Just 4.5 percent of Philly teachers are black men

Nationwide, just 2 percent of teachers are black men, according to the U.S. Department of Education. In Philadelphia, about 4.5 percent of teachers are black men, according to the school district.

Meanwhile, black males make up about a quarter of all Philadelphia public schools students. There is some research to suggest students learn better from teachers of their own race, but the Fellowship’s report argues all students would benefit from a more diverse teaching workforce.

“It is about building a broad coalition that values the dire need for the diversification of our schools’ educators and collectively works to make systemic changes,” according to the report.

The Fellowship emerged from informal gatherings El-Mekki and colleagues would have at a restaurant in West Philadelphia. Each educator in the group would share something positive and something negative from the prior week, and the members would work through those issues together.

At the beginning of the 2015-16 school year, the Fellowship officially met for the first time. It has since hosted a job fair for black male teaching candidates and received support from some well-credentialed backers.
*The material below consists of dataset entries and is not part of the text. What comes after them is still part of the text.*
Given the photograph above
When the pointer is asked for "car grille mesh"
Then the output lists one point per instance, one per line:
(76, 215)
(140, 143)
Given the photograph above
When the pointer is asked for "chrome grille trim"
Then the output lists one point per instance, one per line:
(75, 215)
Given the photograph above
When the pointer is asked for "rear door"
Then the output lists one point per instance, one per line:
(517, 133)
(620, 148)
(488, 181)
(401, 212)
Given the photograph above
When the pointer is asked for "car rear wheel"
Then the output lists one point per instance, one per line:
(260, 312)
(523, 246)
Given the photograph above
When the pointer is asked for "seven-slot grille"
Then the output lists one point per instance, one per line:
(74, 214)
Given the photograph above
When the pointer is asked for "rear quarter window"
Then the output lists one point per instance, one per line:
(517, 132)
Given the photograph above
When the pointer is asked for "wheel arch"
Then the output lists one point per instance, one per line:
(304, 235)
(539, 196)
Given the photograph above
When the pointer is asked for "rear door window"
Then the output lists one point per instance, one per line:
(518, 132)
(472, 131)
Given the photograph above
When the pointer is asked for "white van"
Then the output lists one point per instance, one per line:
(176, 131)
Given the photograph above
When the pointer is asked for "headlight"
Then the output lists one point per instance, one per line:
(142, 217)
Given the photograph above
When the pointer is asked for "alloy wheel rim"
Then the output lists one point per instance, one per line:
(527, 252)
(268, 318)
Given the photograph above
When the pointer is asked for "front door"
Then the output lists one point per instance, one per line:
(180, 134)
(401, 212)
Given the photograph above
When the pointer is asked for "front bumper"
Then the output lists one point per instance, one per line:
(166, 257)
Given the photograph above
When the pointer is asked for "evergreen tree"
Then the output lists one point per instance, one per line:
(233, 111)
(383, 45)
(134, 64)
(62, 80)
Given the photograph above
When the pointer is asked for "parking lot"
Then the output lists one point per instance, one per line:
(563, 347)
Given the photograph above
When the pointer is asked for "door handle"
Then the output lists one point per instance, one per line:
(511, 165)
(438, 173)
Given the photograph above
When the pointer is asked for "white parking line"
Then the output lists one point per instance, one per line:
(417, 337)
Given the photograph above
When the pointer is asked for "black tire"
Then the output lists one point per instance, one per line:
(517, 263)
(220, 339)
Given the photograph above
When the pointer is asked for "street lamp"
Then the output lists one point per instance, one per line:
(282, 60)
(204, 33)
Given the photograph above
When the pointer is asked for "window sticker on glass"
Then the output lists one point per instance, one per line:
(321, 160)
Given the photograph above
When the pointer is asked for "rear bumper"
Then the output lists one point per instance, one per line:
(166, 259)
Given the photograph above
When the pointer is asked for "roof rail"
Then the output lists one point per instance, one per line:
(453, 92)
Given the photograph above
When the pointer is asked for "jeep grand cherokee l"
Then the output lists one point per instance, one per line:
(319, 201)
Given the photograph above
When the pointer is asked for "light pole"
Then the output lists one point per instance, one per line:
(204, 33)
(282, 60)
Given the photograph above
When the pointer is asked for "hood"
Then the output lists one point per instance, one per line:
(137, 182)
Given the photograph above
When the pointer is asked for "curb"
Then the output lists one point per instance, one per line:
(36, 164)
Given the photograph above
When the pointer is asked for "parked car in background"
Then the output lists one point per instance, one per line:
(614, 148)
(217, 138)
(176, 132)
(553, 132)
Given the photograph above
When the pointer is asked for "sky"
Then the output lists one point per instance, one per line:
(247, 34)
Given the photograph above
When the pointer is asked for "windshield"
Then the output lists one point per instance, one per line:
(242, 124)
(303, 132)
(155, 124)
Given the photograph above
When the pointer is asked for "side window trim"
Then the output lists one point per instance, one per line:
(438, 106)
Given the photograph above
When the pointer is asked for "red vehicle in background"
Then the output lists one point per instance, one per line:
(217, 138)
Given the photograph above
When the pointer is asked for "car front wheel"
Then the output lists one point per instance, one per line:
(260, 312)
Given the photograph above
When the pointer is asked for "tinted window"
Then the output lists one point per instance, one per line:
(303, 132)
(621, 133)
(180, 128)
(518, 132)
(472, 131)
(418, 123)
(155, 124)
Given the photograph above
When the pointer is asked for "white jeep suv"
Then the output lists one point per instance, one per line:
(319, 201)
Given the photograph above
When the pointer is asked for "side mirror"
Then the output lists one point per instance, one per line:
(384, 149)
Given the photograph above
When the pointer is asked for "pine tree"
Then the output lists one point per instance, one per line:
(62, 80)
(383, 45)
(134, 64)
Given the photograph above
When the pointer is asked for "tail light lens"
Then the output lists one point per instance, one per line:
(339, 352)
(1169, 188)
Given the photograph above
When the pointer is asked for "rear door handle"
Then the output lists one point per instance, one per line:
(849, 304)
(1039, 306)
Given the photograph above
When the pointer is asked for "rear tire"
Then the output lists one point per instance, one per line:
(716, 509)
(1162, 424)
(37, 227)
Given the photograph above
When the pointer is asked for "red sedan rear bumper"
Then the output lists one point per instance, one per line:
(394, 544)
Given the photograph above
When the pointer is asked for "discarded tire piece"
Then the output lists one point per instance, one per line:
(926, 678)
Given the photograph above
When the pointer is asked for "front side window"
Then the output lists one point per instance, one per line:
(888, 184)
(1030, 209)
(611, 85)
Earlier this year, it held a town hall with acting U.S. Secretary of Education John King. The group’s work has also been endorsed by Philadelphia Schools Superintendent William Hite and Pennsylvania Secretary of Education Pedro Rivera.

On Saturday, the Fellowship held its fourth official gathering, highlighted by an appearance from David Johns, executive director of the White House’s Initiative on Educational Excellence for African Americans.

“The world needs to see us outside of the lies that so often are told about us,” Johns told the crowd gathered at school district headquarters on North Broad Street. “Hear me when I say we appreciate you and we need you.”

Re-energizing recruitment

In addition to its outward-facing agenda, the Fellowship also encourages its own members to be more active evangelists for the teaching profession.

“People are not encouraging our best and brightest to become teachers. And it’s almost everything but,” said El-Mekki. “What we wanna do is counter that and say, ‘No, it’s an amazing profession.’ We should tell them, ‘You can be a leader. You can lead 100 students. You can lead a school.’”

Tamir Harper, 16, a student at Science Leadership Academy in Center City, said he wants to teach, but that he’s often dissuaded by his own teachers.

“We have to recruit more. We have to let young people know that education is key, and you can go change a life,” he said.

Tamir, by the way, is undaunted by the discouragement. After teaching, he said, he’d like to become either superintendent of the Philadelphia schools, mayor — or both.